Per Macworld UK, mobile phone providers O2 and Orange will team with leading mobile phone companies across the world to create a new open application platform that could rival Apple’s iTunes App Store.

The new consortium, will be announced by industry trade body the GSM Association at the Mobile World Congress (MWC) in Barcelona today.

América Móvil, AT&T, Bharti Airtel, China Mobile, China Unicom, Deutsche Telekom, KT, mobilkom Austria group, MTN Group, NTT DoCoMo, Orange, Orascom Telecom, Softbank Mobile, Telecom Italia, Telefónica, Telenor Group, TeliaSonera, SingTel, SK Telecom, Sprint, Verizon Wireless, VimpelCom, Vodafone and Wind are all involved in the plans.

The group has stated that it wants to create an ecosystem for the development and distribution of mobile and internet applications irrespective of device or technology, uniting a fragmented industry.

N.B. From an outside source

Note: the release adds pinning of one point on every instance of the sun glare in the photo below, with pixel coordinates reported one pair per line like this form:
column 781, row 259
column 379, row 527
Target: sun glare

Three of the world’s largest device manufacturers – LG Electronics, Samsung and Sony Ericsson – also support the new initiative.

Ultimately, the group will collectively work with the W3C for a common standard based on a converged solution to ensure developers can create applications that port across mobile device platforms, and in the future between fixed and mobile devices.